The traction is strong. Over 500 teams are using the platform. Three paying customers are in production. Six enterprise design partners are actively working with the team. Seven additional companies are evaluating. Revenue and usage have been growing roughly 100 percent week over week. The customer list includes Grammarly and HubSpot, which are not small players and not companies that adopt infrastructure tooling casually.

Pricing starts with a free developer tier at $5 per month in credits, a hobbyist plan at $30 per month, and a startup plan at $200 per month with cloud search and 150 concurrent sessions. Enterprise pricing is custom. That is a reasonable ladder for a developer tools product, low enough to experiment with and structured to grow with usage.

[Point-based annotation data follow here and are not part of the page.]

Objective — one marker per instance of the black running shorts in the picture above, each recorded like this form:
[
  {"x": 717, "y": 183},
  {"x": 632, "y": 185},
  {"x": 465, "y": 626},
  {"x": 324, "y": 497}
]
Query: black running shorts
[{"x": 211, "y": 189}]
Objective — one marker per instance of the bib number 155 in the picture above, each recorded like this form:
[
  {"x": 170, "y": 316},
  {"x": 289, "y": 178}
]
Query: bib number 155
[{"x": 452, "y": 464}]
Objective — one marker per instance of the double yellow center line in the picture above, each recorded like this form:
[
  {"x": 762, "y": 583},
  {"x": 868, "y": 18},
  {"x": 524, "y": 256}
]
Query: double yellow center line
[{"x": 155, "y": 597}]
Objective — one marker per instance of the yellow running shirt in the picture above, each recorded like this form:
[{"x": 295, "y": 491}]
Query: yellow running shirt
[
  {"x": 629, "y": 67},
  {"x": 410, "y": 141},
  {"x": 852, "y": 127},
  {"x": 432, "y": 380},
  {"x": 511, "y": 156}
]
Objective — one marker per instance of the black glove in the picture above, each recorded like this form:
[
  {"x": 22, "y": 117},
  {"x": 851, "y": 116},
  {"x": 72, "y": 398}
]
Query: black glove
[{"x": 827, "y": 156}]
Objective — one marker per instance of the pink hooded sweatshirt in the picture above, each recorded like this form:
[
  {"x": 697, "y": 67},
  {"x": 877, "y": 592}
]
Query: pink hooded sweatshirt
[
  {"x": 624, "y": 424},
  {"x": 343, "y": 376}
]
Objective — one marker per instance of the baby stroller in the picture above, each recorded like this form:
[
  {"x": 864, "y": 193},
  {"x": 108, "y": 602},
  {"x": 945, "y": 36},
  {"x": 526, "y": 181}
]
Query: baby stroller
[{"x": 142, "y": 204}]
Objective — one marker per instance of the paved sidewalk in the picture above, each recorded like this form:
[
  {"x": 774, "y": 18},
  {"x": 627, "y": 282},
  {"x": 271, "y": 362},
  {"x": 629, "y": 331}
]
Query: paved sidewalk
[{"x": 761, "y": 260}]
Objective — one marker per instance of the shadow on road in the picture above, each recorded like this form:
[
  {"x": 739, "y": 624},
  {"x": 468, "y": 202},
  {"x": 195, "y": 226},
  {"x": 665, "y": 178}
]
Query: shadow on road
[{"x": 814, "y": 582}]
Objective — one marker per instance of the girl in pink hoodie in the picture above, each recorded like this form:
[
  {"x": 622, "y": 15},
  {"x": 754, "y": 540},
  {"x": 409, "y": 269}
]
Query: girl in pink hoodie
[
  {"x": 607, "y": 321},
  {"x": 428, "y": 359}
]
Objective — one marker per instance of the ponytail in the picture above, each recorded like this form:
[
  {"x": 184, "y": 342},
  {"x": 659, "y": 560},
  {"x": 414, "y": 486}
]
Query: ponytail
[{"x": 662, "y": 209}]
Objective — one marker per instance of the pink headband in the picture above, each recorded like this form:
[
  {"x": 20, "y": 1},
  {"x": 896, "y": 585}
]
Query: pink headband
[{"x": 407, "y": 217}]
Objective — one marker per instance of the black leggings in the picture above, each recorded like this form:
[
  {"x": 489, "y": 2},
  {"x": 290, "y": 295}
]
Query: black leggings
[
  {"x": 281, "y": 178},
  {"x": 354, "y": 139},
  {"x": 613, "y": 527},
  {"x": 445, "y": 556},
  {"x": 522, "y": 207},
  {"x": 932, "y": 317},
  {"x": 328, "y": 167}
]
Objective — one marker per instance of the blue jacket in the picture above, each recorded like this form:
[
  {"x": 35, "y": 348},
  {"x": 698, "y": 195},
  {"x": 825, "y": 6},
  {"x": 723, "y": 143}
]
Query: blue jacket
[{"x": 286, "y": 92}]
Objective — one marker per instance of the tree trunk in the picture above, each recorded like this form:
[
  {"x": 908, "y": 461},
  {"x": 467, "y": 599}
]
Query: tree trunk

The privacy angle is worth noting. Because search runs locally, sensitive data never leaves the client environment. For healthcare, finance, and enterprise customers with strict data residency requirements, this is not a nice-to-have. It is a hard requirement that hosted vector databases struggle to meet.

The Verdict

I think Moss is building in the right gap at the right time. The conversational AI market is exploding, voice agents are the next wave, and retrieval latency is a genuine architectural problem that the current vector database incumbents are not solving because their business model depends on hosted infrastructure. Moss inverts the architecture and the latency numbers prove the approach works.

The risk is that the incumbents adapt. Pinecone could ship an edge runtime. Weaviate could compile to WASM. The concept of local-first search is not patentable. But the implementation is hard, and Moss has a meaningful head start. The Rust and WASM stack is not something you bolt onto an existing Python-based vector database in a quarter.

At 30 days, I want to see how index size scales. Sub-10 milliseconds on a small knowledge base is impressive. Sub-10 milliseconds on a million-document corpus running in a browser is a different story. At 60 days, the question is whether the 100 percent week-over-week growth sustains. That kind of growth rate either means genuine product-market fit or a spike that plateaus. At 90 days, I want to know if Moss is becoming the default retrieval layer for voice agent platforms. If Vapi, Retell, Bland, or any of the major voice AI companies integrate Moss as their search backend, this stops being a developer tool and starts being infrastructure. That is where the real value lives.